Is there a way to use parameters when using PROFILE in the Neo4j console? I've been trying to use this to see how many db hits I'm getting on my queries.
How effective is the Neo4j browser for comparing times it takes to execute a query?
Does caching happen here?
If I want to warm up Neo4j data for queries - can I run the exact queries I'm expecting? Does the query need to return data, or will a count type query warm the cache? As an alternative, should I just iterate over all the nodes? I'd rather just pull in the nodes that are likely to be searched vs all of them.
I think for the time being you'd be better served using the fulltext-legacy indexing facilities, I recently wrote a blog post about it: http://jexp.de/blog/2014/03/full-text-indexing-fts-in-neo4j-2-0/
If you don't want to do that:
I would probably also rewrite your query to turn it around:
MATCH (n)
WHERE
(n:Type__Exercise OR n:Type__Fault) AND
(n.description =~ '(?i).*criteria.*' OR n.name =~ '(?i).*criteria.*' )

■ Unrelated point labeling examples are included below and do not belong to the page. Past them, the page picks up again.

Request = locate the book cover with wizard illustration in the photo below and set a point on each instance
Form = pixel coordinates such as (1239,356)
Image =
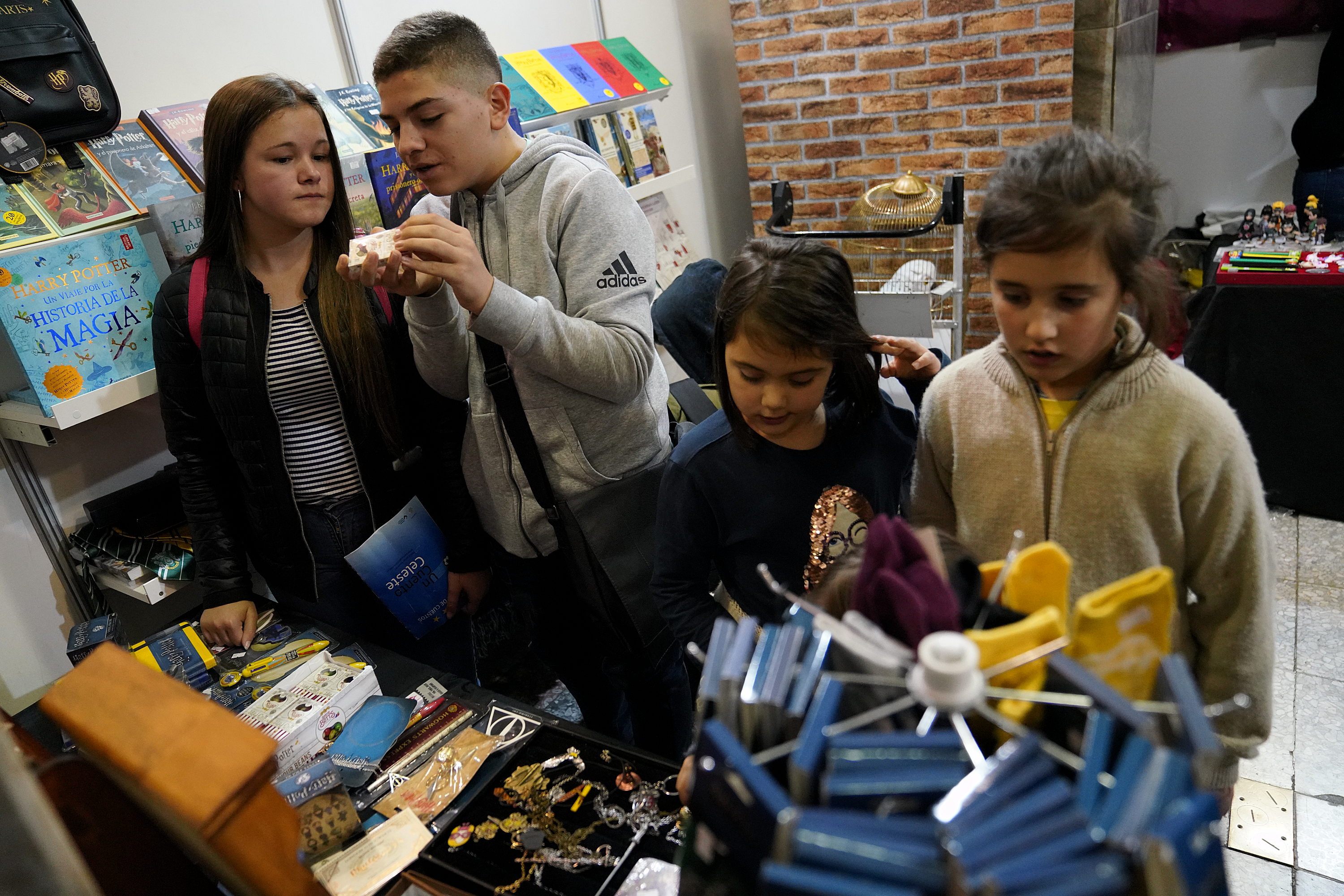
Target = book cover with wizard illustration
(581,76)
(178,131)
(21,222)
(362,105)
(396,187)
(76,199)
(78,312)
(179,225)
(523,97)
(139,166)
(350,137)
(359,193)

You can probably also benefit a bit more by having a secondary "search" field that is just the concatenation of your description and name fields. You probably also want to improve your regexp like adding a word boundary \b left and right.
Regarding your questions:
First of all, how do I tell if my query was cached?
Your query will be cached if you use parameters (for the regexps) there is a configurable query-caches size (defaulting to 100 queries)
Is there a query size where Neo4j doesn't bother caching the query?
Neo4j currently caches all queries that come in regardless of size
My queries are ready-only, do I still have to wrap my calls with a transaction?
Cypher will create its own transaction. In general read transactions are mandatory. For cypher you need outer transactions if you want multiple queries to participate in the same tx-scope.
is there an added cost to running multiple small queries rather than one large one? What if I kicked off 10 threads? Would there be enough of a performance increase to make this worth while?
It depends smaller queries are executed more quickly (if they touch less of the total dataset) but you have to combine their results in the client.
If they touch the same nodes you do double work.
For bigger queries you have to watch out when you span up cross products or exponential path explosions.
Regarding running smaller queries with many threads
Good question, it should be faster there are currently some bottlenecks that we're about to remove. Just try it out.
Is there a way to use parameters when using PROFILE in the Neo4j console?
You can use the shell variables for that, with export name=value and list them with env
e.g.
export name=Lisa
profile match (n:User {name:{name}}) return n;
How effective is the Neo4j browser for comparing times it takes to execute a query?
The browser measures the complete roundtrip with potentially more data loading, so it's timing is not very accurate.
Warmup
The exact queries would make sense
You don't have to return data, it is enough to return count(*) but you should access the properties you want to access to make sure they are loaded.